Only flow/live-sandbox.yml can satisfy the GitHub-backed live proof requirement for Repo-Pack GA.

flowchart TD
    A["clean-infra sandbox clone"] --> B["repo-shape proof + doctor fail"]
    B --> C["repo-pack bootstrap + doctor"]
    C --> D["local task + worktree + blocked commit/push"]
    D --> E["local review + strict local finalize"]
    E --> F["GitHub issue + branch + PR"]
    F --> G["review findings loop"]
    G --> H["strict PR finalize + merge + reconcile"]
    H --> I["compound proof passes"]

Canonical Components

The canonical config requires all of these components in one run:

flow_not_configured_bootstrap
installed_repo_pack_bootstrap
local_task_lifecycle
worktree_happy_path
blocked_commit_before_local_review
successful_commit_after_local_review
blocked_push_before_second_local_review
successful_push_after_second_local_review
local_acceptance_finalize
github_issue_branch_lifecycle
pr_creation_and_binding
github_review_loop
pr_acceptance_finalize
pr_merge
pr_reconcile

Use --rows only as a compatibility selector for component ids. The runner resolves prerequisite components automatically.

Preflight

Before the live run:

start from the current source repository checkout you want to validate
confirm the sandbox repo default branch already carries the workflow that handles the GitHub-visible reviewer path
confirm the sandbox repo default branch tracks no flow/**
confirm the sandbox reviewer path is still the existing Claude sandbox reviewer backed by Kimi
keep the sample app small and bounded by the template catalog
keep the helper bounded to kimi-for-coding, medium, and the configured file/line/retry/timeout caps
keep the sandbox local claude_local review lane bounded to kimi-for-coding, medium, and 1200s
keep remote cleanup at close unless you are debugging a failure

Canonical Procedure

tools/flow-live-sandbox-check --config flow/live-sandbox.yml runs the canonical gate.

At a high level it will:

Clone code4focus/test-salp.
Prove the untouched clone has zero tracked flow/**.
Prove doctor --json --strict fails before bootstrap.
Install the current wap-flow binary from the source repository.
Run wap-flow repo-pack bootstrap --source <source-root> --target <clone> --json.
Prove the bootstrap report copied the repo pack, installed hooks, pinned the binary, and passed strict doctor.
Materialize one seeded tiny app template.
Run the local-private lifecycle:
- task local init with a run-specific key to avoid preserved failure branch collisions
- start --task ...
- plan record
- worktree create/edit/promote/select/reconcile
- authoritative-branch follow-up edit
- blocked commit
- accept review --agent claude_local
- successful commit
- blocked push
- second local review
- successful push
- accept check --strict
- accept finalize
Run the GitHub-visible lifecycle:
- create parent and task issues
- create the issue branch
- start --issue ...
- plan record
- commit and push one bounded reviewer-visible defect
- create and bind the PR
- complete
- initialize acceptance
- request GitHub review through the existing Kimi-backed Claude sandbox reviewer path
- wait for claim and result
- sync findings
- apply the repair
- resolve findings
- rerequest review
- wait and sync again
- accept check --strict
- accept finalize
- merge the PR
- pr reconcile --strict

Evidence

Every run must emit a comparable proof bundle under .salp/flow/tmp/live-sandbox/<run-id>/.

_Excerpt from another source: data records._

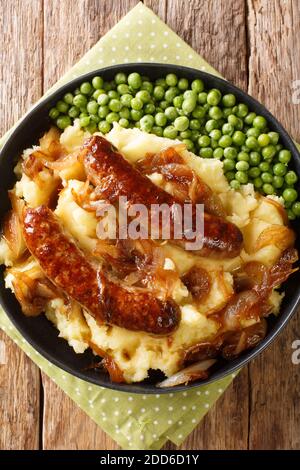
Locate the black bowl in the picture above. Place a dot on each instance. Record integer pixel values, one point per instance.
(39, 332)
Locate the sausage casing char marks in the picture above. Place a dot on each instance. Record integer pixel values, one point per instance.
(108, 302)
(114, 177)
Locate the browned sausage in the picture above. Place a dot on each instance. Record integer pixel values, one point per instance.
(67, 267)
(115, 177)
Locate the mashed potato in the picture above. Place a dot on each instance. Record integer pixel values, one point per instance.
(137, 352)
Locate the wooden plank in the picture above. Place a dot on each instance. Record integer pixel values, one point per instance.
(70, 36)
(221, 40)
(21, 29)
(273, 66)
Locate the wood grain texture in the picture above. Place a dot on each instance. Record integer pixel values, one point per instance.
(242, 39)
(66, 426)
(21, 25)
(274, 64)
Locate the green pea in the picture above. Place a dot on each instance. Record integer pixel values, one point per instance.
(189, 144)
(186, 134)
(296, 208)
(250, 118)
(230, 152)
(279, 169)
(211, 124)
(251, 142)
(115, 105)
(268, 152)
(63, 122)
(103, 111)
(92, 107)
(291, 178)
(215, 134)
(86, 88)
(123, 89)
(54, 113)
(274, 137)
(254, 158)
(290, 195)
(228, 164)
(204, 141)
(104, 127)
(242, 166)
(259, 122)
(181, 123)
(225, 141)
(242, 110)
(266, 177)
(170, 94)
(136, 114)
(242, 177)
(228, 100)
(232, 120)
(125, 100)
(171, 79)
(214, 97)
(284, 156)
(195, 124)
(238, 138)
(189, 105)
(227, 112)
(68, 98)
(134, 80)
(215, 112)
(121, 78)
(199, 113)
(125, 113)
(160, 119)
(149, 108)
(170, 132)
(144, 96)
(171, 113)
(218, 153)
(73, 112)
(206, 152)
(183, 84)
(254, 172)
(102, 99)
(235, 184)
(62, 106)
(291, 214)
(112, 117)
(84, 121)
(243, 157)
(202, 97)
(230, 175)
(158, 92)
(136, 104)
(278, 181)
(268, 189)
(157, 130)
(146, 85)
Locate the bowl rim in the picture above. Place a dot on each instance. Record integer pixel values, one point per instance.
(231, 367)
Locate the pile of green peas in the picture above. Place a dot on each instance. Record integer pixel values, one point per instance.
(210, 124)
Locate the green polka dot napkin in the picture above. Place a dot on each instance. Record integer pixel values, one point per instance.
(134, 421)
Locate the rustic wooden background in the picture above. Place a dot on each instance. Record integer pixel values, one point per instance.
(253, 43)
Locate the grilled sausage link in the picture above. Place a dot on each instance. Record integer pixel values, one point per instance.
(114, 177)
(108, 302)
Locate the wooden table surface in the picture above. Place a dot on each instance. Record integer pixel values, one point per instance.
(253, 43)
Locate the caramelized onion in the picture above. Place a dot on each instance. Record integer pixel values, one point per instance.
(189, 374)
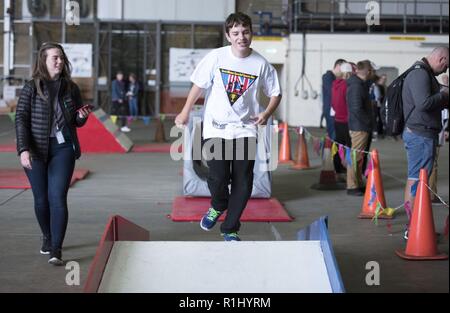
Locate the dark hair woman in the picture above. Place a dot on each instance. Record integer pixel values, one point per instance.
(48, 111)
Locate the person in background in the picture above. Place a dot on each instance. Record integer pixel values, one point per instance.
(377, 95)
(423, 101)
(133, 95)
(119, 105)
(327, 81)
(359, 123)
(339, 106)
(441, 142)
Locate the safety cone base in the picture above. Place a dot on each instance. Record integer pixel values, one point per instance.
(372, 215)
(331, 186)
(403, 255)
(286, 162)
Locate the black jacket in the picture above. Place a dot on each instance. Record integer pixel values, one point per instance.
(423, 101)
(34, 116)
(358, 102)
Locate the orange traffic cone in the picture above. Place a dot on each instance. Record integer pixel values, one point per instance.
(160, 134)
(302, 160)
(328, 179)
(374, 191)
(421, 235)
(284, 156)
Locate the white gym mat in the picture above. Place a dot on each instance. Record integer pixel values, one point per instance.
(216, 267)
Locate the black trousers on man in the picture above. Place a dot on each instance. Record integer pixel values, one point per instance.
(230, 163)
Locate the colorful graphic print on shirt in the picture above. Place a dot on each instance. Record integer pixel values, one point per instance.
(236, 83)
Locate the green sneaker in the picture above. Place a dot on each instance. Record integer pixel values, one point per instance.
(209, 219)
(231, 237)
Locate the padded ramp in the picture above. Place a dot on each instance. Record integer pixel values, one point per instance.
(187, 209)
(291, 266)
(16, 178)
(126, 261)
(154, 147)
(101, 135)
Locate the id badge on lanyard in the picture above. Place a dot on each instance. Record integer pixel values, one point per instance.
(59, 136)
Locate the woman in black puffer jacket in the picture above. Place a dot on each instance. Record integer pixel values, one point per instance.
(48, 112)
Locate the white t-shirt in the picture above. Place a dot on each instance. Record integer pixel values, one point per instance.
(232, 85)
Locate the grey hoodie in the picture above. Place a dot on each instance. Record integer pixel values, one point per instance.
(423, 101)
(358, 102)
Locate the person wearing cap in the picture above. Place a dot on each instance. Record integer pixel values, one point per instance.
(327, 81)
(339, 106)
(359, 123)
(423, 101)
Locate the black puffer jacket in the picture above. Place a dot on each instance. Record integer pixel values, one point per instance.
(34, 117)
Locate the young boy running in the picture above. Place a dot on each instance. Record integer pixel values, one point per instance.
(232, 76)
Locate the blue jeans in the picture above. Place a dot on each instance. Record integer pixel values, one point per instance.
(329, 123)
(420, 153)
(50, 183)
(132, 103)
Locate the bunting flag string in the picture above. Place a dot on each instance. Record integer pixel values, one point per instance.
(370, 166)
(348, 156)
(341, 153)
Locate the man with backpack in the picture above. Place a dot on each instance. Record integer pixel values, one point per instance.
(423, 100)
(359, 123)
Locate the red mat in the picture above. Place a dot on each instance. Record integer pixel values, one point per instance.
(189, 209)
(16, 178)
(8, 148)
(154, 147)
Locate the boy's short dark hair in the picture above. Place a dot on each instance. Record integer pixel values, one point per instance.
(238, 18)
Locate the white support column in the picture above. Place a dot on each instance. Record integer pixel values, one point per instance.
(8, 41)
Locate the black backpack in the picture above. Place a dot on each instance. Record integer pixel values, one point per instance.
(392, 107)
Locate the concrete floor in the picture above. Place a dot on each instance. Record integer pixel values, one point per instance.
(141, 187)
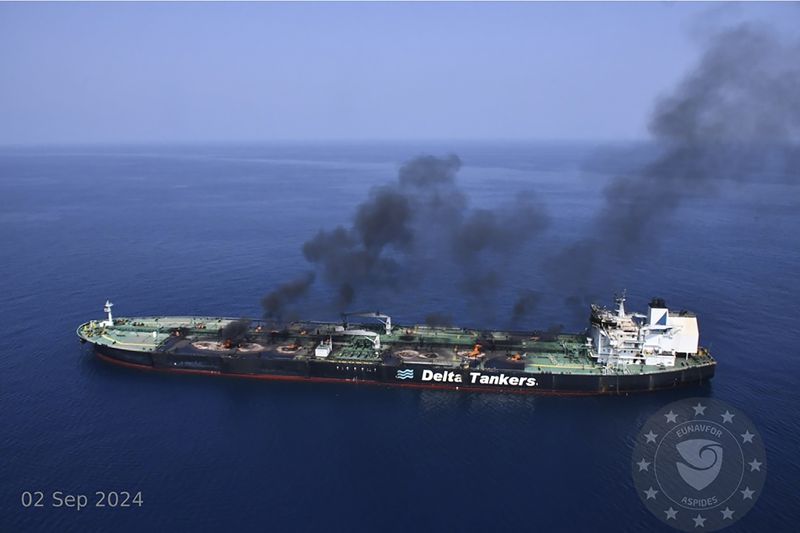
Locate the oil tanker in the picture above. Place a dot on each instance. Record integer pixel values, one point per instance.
(619, 352)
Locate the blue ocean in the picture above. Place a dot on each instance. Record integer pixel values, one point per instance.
(210, 230)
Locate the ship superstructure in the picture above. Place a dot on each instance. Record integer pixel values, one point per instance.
(656, 339)
(620, 351)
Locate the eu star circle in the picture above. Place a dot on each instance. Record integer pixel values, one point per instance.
(699, 464)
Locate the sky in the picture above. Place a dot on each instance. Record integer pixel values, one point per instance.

Every run also appends .salp/flow/tmp/live-sandbox/index.json and refreshes .salp/flow/tmp/live-sandbox/index.md so release readiness can cite a rolling verdict history instead of only latest.*.

The bundle must record:

template id, variant id, seed, and task prompt
fresh-clone repo shape for each executed lane
local task id, worktree ids, reviewed commits, and changed files
GitHub issue ids, PR id, trigger timestamps, and remote artifact ids
reviewer provenance for the local lane, GitHub lane, and helper
per-component status plus final verdict
cleanup outcome

pass is valid only when every required component passes in the same fresh run.

Interpretation

A single passing component is not enough for the canonical config.
The mock and Codex configs are support signals only.
If the sandbox environment is ambiguous or broken, fix the environment before expanding coverage.
Keep remote artifacts only when the run fails or when --cleanup keep is explicitly requested.